株式相場の調整で、外国人投資家が韓国株を買い越したことも相場を支えた。外国人投資家はKOSPI指数が急騰すると、資産配分を調整するため韓国株を売るリバランス(資産再配分)を進める。逆に株価が下がると買い戻す傾向がある。外国人投資家は直近1週間で2226億ウォン(約240億円)を純買い越し、4週間ぶりに買い越しへ転じた。7月20日も有価証券市場で5100億ウォン(約550億円)を純買い越した。

韓国銀行が7月16日に政策金利を年2.5%から年2.75%へ引き上げたことも、為替相場の下落を後押しした。米国との金利差は1.25ポイントから1ポイントへ縮小した。ウォン安要因とされてきた韓米の金利差が一部和らいだ。一方、米国では消費者物価上昇率が市場予想を下回り、7月末の米連邦公開市場委員会(FOMC)で利上げされる可能性が小さくなった。

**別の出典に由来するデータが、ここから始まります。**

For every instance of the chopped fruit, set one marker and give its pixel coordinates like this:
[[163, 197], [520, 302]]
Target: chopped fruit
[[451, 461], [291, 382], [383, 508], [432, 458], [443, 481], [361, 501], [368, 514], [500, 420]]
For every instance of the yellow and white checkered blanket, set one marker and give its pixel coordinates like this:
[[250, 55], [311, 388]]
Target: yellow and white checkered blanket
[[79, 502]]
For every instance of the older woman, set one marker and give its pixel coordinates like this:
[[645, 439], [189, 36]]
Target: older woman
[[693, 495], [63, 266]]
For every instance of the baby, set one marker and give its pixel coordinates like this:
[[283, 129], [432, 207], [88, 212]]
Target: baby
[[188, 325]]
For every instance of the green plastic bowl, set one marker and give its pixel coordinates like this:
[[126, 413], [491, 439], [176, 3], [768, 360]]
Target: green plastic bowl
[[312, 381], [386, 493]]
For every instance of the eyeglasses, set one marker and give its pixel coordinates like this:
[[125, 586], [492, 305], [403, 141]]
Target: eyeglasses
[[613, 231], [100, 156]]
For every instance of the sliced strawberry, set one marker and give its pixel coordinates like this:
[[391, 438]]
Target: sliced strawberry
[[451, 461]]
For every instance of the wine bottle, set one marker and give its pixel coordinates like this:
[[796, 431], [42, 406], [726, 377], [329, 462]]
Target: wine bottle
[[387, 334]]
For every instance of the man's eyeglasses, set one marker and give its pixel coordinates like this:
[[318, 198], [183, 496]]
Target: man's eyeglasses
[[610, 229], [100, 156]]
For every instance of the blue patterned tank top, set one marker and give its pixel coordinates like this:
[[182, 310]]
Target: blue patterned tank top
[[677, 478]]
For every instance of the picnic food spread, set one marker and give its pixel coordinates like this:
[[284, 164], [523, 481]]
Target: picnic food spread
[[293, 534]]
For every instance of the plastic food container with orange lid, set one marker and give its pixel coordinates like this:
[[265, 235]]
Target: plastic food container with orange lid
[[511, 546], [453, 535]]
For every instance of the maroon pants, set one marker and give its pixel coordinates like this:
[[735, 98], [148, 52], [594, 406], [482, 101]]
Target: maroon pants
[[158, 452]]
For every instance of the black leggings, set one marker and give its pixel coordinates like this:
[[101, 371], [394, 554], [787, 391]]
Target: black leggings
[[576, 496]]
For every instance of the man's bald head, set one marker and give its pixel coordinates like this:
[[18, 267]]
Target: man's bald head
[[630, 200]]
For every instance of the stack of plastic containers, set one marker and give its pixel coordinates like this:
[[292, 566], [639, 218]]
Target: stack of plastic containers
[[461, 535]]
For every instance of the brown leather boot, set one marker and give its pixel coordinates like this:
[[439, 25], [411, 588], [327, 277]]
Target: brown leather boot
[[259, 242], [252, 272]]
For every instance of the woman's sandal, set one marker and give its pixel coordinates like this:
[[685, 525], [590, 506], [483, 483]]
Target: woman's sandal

KB国民銀行のイ・ミンヒョク・エコノミストは、外国人の韓国株売買が純買いへ転じ、SKハイニックスのADR調達資金の流入も加わったことで、外国為替市場ではドル供給が需要を上回る需給環境が生じていると分析した。そのうえで、需給面の重荷が和らいだだけに、今後は韓米の成長率格差と両国中銀の金融政策の道筋が、中長期の為替水準を左右するとの見通しを示した。

さらにイ氏は、今週発表される韓国の4〜6月期の国内総生産(GDP)が市場予想を上回れば、米国に対する韓国の相対的な成長優位と、韓米の政策金利差縮小への期待が同時に強まり、ウォンのファンダメンタルズ再評価につながりうると語った。